Deleuze, Vincennes Üniversitesinde verdiği 1971, 1972 ve 1973 tarihli derslerde, Guattari ile birlikte Anti-Ödipus’da Marxçı para teorisi hakkında geliştirdikleri düşüncelere geri döner.[1]  Bu teoriyi kredi ilişkisinin, yani borç ekonomisinin asimetrisinden hareketle tekrar okuyarak, ekonomik ve politik işlevlerin ayırt edilemez olduğu bir para anlayışının temellerini atarlar. Böylece paranın daha iyi anlaşılması için Foucault’nun kendi Nietzsche okuması tarafından öne sürülen “iktidar” kavramından yararlanırlar: Sermaye her şeyden önce, paranın yıkma/yaratma gücü vasıtasıyla icra edilen bir emretme ve buyurma iktidarıdır.

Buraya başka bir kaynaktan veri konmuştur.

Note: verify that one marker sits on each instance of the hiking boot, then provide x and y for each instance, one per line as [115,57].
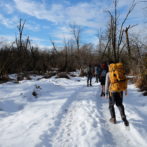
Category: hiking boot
[113,120]
[126,123]
[102,94]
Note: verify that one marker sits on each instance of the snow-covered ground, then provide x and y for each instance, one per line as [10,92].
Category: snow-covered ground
[66,113]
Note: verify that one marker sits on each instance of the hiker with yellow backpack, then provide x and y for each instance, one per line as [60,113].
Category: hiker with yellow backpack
[116,84]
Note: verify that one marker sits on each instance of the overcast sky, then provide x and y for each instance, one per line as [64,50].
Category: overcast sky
[47,19]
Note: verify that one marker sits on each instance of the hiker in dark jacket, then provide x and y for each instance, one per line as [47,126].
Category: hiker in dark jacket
[97,73]
[90,72]
[115,98]
[103,78]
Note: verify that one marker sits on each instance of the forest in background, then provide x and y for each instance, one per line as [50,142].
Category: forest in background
[116,43]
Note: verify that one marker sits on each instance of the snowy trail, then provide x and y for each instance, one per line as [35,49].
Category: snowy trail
[68,114]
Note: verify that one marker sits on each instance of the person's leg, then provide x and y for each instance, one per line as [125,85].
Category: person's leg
[96,78]
[87,80]
[90,79]
[111,108]
[119,103]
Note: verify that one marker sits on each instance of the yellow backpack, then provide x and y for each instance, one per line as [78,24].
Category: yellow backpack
[118,80]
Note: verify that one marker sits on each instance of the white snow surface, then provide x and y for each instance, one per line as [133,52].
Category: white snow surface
[67,113]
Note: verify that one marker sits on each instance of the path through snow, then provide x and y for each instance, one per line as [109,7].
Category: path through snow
[67,114]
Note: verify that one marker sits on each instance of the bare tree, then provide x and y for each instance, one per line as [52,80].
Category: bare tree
[114,29]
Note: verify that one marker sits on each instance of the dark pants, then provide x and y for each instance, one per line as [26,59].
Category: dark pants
[89,80]
[116,98]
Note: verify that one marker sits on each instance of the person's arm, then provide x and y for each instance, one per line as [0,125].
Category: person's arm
[107,83]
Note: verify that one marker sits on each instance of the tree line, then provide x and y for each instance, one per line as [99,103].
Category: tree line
[116,43]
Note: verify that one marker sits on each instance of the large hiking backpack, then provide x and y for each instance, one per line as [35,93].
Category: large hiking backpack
[118,80]
[103,73]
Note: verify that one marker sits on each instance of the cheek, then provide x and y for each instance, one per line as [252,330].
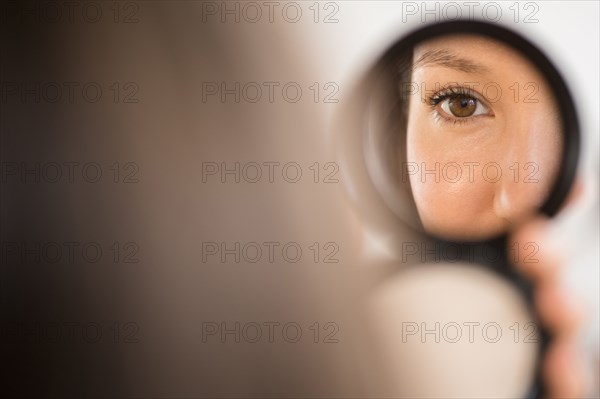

Neoliberal politikaların tesisinden çok önce yazılan ve düşünülen Anti-Ödipus ve bu dersler, borcun ve finansın; kapitalizmin patolojileri ya da bazı kişilerin açgözlülüğünün ve hırsının ifadesi olmak şöyle dursun, nasıl da, yatırımları yönlendiren ve böylece eski olanın “yıkılmasının ve yeni bir kapitalist dünya düzeninin “yaratılmasının biçimlerini belirleyen “stratejik dispozitifler” olduğunu anlamakta bize yardımcı olurlar. Finans ve banka sistemleri, ekonomi ile politikanın örtüştüğü bir yıkma/ yaratma politikasının merkezinde yer alırlar. Dolayısıyla iktidarların borç ekonomisi tarafından nasıl şekillendirildiğini anlamak istiyorsak, başlangıç olarak ekonomik olan ile politik olan arasındaki bu bağları ortaya koymamız gerekir.

Deleuze’ün derslerinde getirdiği eleştiri, paranın ifade ettiği ve iktisatçıların algılamakta güçlük çektiği iktidar farklılıkları üzerinde yoğunlaşır. Kapitalizm, paranın temelde, farklı iki biçimde işlediğini nesnel olarak gizler: Para, bir yandan gelir, öte yandan sermaye olarak davranmaktadır. İlk durumda, para, kapitalist üretim tarafından dayatılan, mevcut bir yığın malı satın alan ve iktidar ilişkilerini ve bu üretim için zorunlu yerleşik tabi kılma biçimlerim yeniden üretmekle sınırlı bir ödeme aracıdır (maaş ve gelir). İkinci durumdaysa, para finansman yapısı olarak işler (kredi parası ve finansın sözde-parası), yani para gelecekteki ürünleri ve malları, dolayısıyla da bunlara dayanak olan iktidar ve tabiiyet ilişkilerini seçme ve kararlaştırma olanağına sahiptir. Sermaye olarak para geleceği herkesten önce ele geçirir/satın alır.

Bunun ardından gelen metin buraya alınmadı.